A late bloomer in high school, Preston Smith ’01, had one quality that made him a leader among the self-conscious, easily embarrassed teens who composed the rest of the student body. Preston was fearless.
And because he was fearless, he was pressed into service by his tongue-tied friends to ask girls for their phone numbers. About 90 percent of the time, he returned to the group empty-handed. But that never stopped him from asking again the next time any of his friends lost their nerve.
Preston never lets fear of rejection stand in the way of his goals. Combine that resilience with his tenacity, intellect and willingness to work hard, and it is clear how he has been able to succeed in a field rife with obstacles — educating kids from low-income neighborhoods, first founding a charter school in his working-class, racially diverse hometown of Rialto, Calif., and now opening schools nationwide.
The co-founder and CEO of Rocketship Education, Preston initially planned a career as a lawyer. Growing up in a low-income family made him “super-motivated to make money,” he said. Then he came to Carolina and discovered that being rich wasn’t limited to financial wealth and that a meaningful life couldn’t be bought.
While majoring in Latin American studies at Carolina, he’d become fluent in Portuguese and was determined to spend a semester abroad in Brazil, a program not in his parents’ budget. He signed up anyway, and that summer before his junior year he returned to California and worked a 12-hour graveyard shift at a manufacturing plant, came home and slept a few hours, then got up and went to work at the mall for another six hours until it was time to return to the factory. By the time the study-abroad tuition was due, he had the money.
The trip, with a social justice focus, proved providential. He met students interested in changing the world; one of them would become his wife.
During his senior year, he went to a job fair at the Dean Smith Center, determined to launch a career that would at least let him pay off his student loans. He stopped by the Teach for America table and learned that he could get some loan relief, a salary and the opportunity to give students in under-resourced schools like the ones he had grown up in the advantages he knew they deserved.
Two years later, he’d been named teacher of the year at his elementary school and was a finalist for an award given to a TFA corps member with the highest classroom academic gains in the nation. Community organizers pushed him to start a small, autonomous school that would still be part of the public system. He was 24. He co-founded Lucha (the name means “struggle” in Spanish), and by the end of his third year as principal, Lucha was the fourth-best elementary school in the state.
But change came slowly in a dysfunctional school system. He built on his success at Lucha by co-founding Rocketship Education, a charter school and nonprofit that gave him the autonomy to ramp up professional development among teachers, engage and organize parents of his students, and draw on a variety of ways to personalize learning for his students.

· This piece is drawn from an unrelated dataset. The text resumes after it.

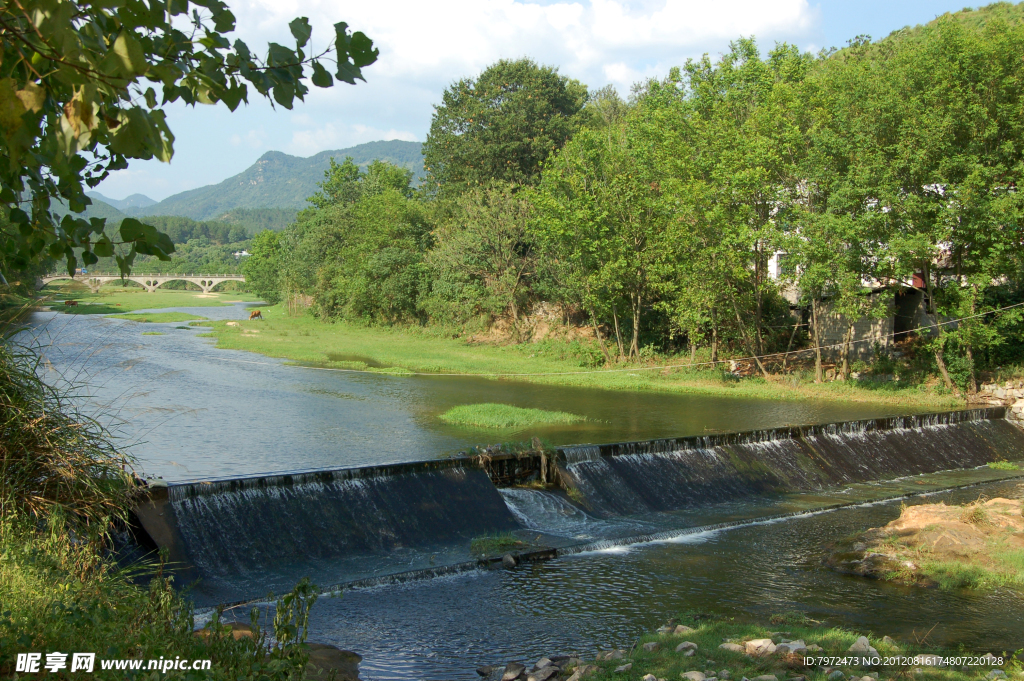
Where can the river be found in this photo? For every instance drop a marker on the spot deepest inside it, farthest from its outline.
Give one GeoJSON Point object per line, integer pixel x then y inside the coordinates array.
{"type": "Point", "coordinates": [190, 411]}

Rocketship has gained national attention for the strong test scores of its students, for blending traditional teaching methods with online instruction and for keeping administrative costs low. Since opening the first Rocketship school in 2007, Preston has launched schools in California, Tennessee and Minnesota, and the Washington, D.C., school system has authorized him to open as many as eight schools in its district, serving elementary and middle-school students. Rocketship now teaches 5,000 students a day.
As part of its mission to engage the whole family, Rocketship dedicates a room in each school that gives parents access to computers with internet service where they can submit job applications online. By closing the achievement gap and encouraging whole-family involvement, Rocketship has had a positive influence on low-income communities overall. And by investing in professional development and promoting from within, Rocketship has been able to attract and retain top-quality teachers.
As one of his colleagues said, “Preston has the heart, passion and goodwill to make a huge change in public education.”
Preston credits UNC for putting him on the path to success. “Not all colleges take good care of you,” he said. “You either make it or break it. But UNC created opportunities that helped me succeed and overcome some of my self-doubts.”
As he ventures ever deeper into the increasingly political fight to give all children a good education, Preston remains fearless and uses his voice to help others.